Morgan Seger (38:02):
For sure. Well, we look forward to it too, and we hope you have a really great harvest. Thank you so much for coming back on the show today.
Austin Heil (38:11):
Well thanks for hosting it. Thanks for having us back on and when I've got to talk with Joshlin every now and then. “What are you doing for this month, and what's your idea?” And then we'll get to talking, “How's the farm going?” And it's been a lot of fun connecting with him and whether it's Facebook or Instagram or any of those, we’re always open. If you got questions of what we're doing, comment on our posts and I would love to respond to you and just have that conversation of what works on my farm, not necessarily “what will work on your farm, but this is what I'm trying” and “maybe what works on your farm or isn't working on your farm, but if you share it with me, maybe it'll work on my farm.”

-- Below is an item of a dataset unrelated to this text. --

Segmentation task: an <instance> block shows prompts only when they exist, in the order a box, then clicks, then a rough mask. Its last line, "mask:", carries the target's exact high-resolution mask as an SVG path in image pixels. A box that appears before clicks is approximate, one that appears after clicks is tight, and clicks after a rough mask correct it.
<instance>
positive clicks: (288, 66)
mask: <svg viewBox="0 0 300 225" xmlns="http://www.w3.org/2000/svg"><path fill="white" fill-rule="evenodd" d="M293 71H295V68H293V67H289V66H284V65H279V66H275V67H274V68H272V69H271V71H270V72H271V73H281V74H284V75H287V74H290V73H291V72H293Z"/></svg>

And so I think today we’ve got to open up some of those communication points and have those conversations with our neighbor, with someone in the next county and some people in other states so that we can continue to progress and just be proactive and make sure that as the American farmer, that we're always delivering the United States and the world with the highest quality product at the most affordable price. And so I look forward to seeing how things go for everyone else and how it goes for us as well.
Morgan Seger (39:34):
Yeah, well we will for sure link out to your contact information and some of the posts that you mentioned here, so people can catch up with you and really appreciate you being a part of this network that we're trying to grow together.
Austin Heil (39:45):
I appreciate it, as well. So keep up the great work.
Morgan Seger (39:49):
Thanks for tuning in to my conversation with Austin Heil, one of the Precision Ag Review ambassadors. It's always fun catching up with him. He has a lot of great hands-on, real-world experience and it's just such a pleasure to hear him share his stories as he also wants to grow this network.